Chapter 6 Joining Datasets

To emphasize that ggplot2 is part of the tidyverse along with dplyr, consider that you could clean some data and plot it in one step. Below we create a new plot that takes a closer look at measles cases in 1963. First we filter our dataset to look at rows for 1963, and then we use geom_bar to view each state.
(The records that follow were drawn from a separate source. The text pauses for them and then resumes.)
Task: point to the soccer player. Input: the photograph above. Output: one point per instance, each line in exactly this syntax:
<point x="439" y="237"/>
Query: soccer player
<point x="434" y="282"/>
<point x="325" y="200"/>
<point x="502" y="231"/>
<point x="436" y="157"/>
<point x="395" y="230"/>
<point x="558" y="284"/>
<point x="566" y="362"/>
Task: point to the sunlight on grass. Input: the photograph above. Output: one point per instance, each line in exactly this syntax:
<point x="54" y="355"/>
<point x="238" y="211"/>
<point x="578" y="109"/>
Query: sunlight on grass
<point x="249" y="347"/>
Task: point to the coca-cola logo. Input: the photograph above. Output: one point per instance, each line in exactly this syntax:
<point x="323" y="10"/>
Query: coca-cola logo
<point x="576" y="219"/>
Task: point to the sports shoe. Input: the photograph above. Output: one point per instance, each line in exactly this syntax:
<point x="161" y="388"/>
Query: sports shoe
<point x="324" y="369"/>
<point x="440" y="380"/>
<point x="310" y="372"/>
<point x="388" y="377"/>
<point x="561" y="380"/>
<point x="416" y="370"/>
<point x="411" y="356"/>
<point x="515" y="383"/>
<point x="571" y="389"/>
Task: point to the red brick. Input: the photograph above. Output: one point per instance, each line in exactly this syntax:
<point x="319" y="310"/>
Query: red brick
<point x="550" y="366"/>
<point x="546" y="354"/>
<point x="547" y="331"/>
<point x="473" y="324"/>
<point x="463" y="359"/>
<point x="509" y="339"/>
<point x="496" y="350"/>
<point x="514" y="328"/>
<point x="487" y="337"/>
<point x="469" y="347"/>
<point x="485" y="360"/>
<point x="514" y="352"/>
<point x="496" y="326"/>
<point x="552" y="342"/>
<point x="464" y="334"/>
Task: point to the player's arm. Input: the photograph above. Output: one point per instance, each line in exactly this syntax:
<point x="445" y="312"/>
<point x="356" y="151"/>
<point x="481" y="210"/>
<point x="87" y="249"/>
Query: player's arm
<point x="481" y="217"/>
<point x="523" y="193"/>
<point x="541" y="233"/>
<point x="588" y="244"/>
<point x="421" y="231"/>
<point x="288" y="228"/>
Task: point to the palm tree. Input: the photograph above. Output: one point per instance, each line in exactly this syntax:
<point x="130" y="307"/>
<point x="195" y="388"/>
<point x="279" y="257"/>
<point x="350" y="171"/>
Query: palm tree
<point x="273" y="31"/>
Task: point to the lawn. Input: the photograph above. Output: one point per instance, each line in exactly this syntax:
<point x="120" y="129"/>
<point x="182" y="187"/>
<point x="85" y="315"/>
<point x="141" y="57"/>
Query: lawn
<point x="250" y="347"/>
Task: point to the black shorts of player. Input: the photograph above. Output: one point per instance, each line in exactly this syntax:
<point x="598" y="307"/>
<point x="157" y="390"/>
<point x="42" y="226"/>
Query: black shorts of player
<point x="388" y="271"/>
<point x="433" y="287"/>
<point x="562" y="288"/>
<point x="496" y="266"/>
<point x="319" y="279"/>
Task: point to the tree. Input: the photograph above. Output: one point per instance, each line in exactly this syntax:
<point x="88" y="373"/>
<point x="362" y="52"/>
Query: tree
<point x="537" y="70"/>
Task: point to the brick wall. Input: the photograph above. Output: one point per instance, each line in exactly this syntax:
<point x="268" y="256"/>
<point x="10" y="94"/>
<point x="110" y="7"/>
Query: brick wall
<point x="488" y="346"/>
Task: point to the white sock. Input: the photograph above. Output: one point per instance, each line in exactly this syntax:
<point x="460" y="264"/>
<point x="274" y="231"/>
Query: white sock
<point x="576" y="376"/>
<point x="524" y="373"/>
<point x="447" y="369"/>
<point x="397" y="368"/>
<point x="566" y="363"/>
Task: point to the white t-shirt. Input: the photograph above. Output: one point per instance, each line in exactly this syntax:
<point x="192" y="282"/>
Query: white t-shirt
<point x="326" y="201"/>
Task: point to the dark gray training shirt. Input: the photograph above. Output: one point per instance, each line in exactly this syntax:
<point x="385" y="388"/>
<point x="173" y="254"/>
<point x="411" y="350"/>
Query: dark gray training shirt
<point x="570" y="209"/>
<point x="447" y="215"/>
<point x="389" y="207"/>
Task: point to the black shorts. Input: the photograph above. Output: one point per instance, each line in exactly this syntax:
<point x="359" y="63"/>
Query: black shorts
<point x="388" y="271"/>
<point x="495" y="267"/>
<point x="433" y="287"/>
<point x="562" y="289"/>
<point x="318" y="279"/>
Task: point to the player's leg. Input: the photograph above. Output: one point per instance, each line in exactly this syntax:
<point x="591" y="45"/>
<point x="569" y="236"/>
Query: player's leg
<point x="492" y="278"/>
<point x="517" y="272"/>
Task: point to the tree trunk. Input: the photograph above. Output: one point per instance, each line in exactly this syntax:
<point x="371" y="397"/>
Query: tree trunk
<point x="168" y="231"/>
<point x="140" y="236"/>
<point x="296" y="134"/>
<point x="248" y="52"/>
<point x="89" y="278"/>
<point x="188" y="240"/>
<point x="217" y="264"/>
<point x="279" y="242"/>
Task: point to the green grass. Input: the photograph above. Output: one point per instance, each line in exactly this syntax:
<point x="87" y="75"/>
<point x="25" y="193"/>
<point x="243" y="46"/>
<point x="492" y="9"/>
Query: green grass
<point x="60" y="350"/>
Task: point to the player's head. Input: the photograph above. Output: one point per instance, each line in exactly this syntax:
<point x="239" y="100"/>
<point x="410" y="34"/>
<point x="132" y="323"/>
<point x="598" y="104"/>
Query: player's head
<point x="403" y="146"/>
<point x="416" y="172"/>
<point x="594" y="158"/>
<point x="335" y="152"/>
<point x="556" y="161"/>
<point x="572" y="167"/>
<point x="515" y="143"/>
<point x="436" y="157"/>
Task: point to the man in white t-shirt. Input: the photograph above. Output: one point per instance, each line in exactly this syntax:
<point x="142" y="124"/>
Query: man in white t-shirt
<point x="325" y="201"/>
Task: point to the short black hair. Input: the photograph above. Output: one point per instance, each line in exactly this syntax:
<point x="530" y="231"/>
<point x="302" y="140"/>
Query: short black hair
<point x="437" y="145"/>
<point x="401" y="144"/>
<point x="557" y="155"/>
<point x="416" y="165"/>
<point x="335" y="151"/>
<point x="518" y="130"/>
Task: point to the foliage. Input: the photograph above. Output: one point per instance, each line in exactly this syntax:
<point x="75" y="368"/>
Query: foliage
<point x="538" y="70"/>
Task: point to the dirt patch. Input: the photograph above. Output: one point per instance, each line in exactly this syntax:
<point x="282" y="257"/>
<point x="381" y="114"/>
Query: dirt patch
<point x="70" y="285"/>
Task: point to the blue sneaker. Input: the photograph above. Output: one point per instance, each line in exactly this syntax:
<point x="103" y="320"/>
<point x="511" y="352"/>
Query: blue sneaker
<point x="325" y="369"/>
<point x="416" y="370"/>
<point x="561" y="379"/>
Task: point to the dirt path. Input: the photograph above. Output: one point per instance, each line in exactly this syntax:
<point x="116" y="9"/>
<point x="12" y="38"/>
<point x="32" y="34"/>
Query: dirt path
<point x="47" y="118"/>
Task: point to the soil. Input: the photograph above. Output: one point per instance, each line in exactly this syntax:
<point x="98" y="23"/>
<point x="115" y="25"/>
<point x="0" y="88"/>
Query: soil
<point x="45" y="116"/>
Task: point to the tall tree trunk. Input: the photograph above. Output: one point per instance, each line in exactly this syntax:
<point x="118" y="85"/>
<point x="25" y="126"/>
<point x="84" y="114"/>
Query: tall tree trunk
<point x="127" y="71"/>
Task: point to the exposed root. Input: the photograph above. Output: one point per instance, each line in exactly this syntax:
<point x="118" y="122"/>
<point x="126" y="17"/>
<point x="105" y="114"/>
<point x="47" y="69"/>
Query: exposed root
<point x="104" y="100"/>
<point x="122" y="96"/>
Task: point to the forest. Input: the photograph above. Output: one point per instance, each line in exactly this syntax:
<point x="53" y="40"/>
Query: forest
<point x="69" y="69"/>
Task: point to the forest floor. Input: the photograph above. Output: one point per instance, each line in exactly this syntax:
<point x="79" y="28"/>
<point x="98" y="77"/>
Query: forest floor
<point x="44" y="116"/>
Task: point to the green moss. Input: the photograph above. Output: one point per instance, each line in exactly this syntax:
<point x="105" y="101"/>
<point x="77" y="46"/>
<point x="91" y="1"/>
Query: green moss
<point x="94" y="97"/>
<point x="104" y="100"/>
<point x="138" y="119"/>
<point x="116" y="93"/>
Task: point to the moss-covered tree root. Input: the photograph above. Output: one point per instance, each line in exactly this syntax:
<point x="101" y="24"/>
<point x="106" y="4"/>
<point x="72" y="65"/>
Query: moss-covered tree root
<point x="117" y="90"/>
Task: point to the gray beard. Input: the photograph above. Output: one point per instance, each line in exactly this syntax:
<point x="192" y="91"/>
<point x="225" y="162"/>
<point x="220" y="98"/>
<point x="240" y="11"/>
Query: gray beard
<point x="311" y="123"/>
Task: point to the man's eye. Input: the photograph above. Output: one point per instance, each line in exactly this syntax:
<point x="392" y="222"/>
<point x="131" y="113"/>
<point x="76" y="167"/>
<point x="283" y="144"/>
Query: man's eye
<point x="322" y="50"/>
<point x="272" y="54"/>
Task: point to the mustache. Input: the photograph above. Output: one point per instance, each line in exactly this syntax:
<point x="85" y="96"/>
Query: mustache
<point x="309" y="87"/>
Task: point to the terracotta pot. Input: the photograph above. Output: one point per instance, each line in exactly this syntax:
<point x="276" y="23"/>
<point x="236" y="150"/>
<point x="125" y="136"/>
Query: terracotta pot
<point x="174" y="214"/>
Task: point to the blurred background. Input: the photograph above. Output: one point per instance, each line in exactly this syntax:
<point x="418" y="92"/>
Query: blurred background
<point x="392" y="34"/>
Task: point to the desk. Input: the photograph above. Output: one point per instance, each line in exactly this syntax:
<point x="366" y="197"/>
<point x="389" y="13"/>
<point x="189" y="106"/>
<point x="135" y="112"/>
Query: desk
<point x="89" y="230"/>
#Combine data cleaning and plotting in one step
#plot the counts for each state in a bar graph in the year 1963, year vaccine was introduced.
count_1963 <-
  yearly_count_state %>% 
  filter(Year == 1963) %>% 
  ggplot(aes(x = State, y = TotalCount)) + 
  geom_bar(stat = "identity") + 
  theme(axis.text.x = element_text(angle = 90))

count_1963

Of course, looking at total counts in each state is not the most helpful metric without taking population into account. To rectify this, let’s try joining some historical population data with our measles data.

First we need to import the population data.

#load csv of populations by state over time, changing some of the datatypes from default
hist_pop_by_state <-
  read_csv(
    "data/Historical_Population_by_State.csv",
    col_types = cols(ALASKA = col_double(), HAWAII = col_double())
  )
View(hist_pop_by_state)

As we saw in our measles data import, the presence of NAs makes it necessary to explicitly state that the Hawaii and Alaska columns contain numerical data.